Зачем? Мне бы и самому хотелось узнать. Мы не виделись и не разговаривали уже бог знает сколько оборотов Земли вокруг Солнца. Я вспоминаю, как она выглядит, только когда основательно пороюсь по закоулкам памяти. Вспомнить же тембр голоса сложнее, чем пробежать марафонскую дистанцию. Вот и сейчас, вращая между пальцами этот личный символ праздника влюбленных, я силюсь это сделать. И не могу.

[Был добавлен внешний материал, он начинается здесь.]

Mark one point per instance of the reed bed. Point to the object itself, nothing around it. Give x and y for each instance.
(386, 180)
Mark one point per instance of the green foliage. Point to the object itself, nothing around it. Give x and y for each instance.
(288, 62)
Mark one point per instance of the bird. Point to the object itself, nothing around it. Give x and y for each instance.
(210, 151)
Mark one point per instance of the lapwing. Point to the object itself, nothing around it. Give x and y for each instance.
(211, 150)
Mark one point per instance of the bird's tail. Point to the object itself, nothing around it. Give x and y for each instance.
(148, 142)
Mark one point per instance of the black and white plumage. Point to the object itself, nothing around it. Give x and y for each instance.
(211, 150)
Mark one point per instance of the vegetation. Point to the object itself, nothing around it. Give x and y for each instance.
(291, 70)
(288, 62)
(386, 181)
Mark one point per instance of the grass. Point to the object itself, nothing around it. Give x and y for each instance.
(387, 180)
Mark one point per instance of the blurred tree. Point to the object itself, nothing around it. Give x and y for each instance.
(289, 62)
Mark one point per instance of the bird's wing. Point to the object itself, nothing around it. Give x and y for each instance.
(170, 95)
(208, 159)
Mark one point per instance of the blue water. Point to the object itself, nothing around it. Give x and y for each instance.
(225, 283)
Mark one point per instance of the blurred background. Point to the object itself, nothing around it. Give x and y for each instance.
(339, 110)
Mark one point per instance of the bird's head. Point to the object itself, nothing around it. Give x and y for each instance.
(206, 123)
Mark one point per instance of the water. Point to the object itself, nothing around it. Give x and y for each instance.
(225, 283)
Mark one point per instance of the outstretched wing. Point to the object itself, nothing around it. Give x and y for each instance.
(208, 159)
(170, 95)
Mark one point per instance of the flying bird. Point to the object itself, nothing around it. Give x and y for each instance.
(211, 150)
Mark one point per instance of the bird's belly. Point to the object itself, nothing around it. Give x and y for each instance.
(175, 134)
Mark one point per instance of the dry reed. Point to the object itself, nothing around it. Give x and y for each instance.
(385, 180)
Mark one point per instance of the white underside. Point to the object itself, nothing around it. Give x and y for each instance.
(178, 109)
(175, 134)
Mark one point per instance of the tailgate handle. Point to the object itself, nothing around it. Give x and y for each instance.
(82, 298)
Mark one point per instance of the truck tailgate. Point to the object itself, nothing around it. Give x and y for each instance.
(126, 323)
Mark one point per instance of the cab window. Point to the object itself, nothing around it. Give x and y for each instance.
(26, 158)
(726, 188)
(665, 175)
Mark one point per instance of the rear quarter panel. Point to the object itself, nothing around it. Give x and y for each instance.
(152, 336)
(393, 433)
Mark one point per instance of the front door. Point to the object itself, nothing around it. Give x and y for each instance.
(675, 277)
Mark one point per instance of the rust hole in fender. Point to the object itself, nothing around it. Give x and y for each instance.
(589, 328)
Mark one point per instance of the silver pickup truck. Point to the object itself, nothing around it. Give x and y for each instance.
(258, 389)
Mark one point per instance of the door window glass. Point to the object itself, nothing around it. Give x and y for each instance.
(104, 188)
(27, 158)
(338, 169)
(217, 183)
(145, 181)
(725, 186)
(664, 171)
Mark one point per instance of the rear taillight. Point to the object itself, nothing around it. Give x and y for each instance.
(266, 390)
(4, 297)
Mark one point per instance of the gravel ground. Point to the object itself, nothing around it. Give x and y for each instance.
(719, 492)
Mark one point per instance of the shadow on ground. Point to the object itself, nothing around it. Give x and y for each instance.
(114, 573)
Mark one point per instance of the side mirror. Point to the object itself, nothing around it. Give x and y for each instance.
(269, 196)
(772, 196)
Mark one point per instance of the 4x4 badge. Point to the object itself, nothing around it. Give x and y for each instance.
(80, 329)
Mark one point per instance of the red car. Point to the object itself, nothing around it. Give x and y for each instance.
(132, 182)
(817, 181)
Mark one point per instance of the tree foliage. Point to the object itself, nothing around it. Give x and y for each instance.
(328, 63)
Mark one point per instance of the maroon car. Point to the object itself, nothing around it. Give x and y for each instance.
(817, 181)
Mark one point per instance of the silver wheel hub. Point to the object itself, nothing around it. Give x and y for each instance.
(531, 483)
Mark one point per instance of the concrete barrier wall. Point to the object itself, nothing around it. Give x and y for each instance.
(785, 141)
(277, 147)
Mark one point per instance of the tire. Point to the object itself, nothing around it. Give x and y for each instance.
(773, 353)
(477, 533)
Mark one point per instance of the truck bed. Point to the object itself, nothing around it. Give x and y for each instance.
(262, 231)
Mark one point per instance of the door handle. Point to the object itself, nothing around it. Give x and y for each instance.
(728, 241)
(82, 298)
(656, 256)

Я пытаюсь убежать, скрыться, затихнуть маленькой незаметной мышкой в эти февральские дни. Придумываю "необходимые” дела, по которым в это время мне просто необходимо оказаться в другом городе, а то и стране или же беру отпуск, отключаю телефоны и теряю связь с цивилизацией. Напрасно. Грустный конвертик все равно находит меня. В номере гостиницы, за рабочим столом или барной стойкой, на кухонном столе или в кармане пальто я обязательно встречаюсь с ним. Словно кто-то, тихий и незаметный, внимательно изучает мои маршруты и записывает их шариковой ручкой в маленький черный блокнотик в кожаном переплете. А затем, выверено, расчетливо и незаметно подкладывает мне этот конверт. И так же незаметно исчезает.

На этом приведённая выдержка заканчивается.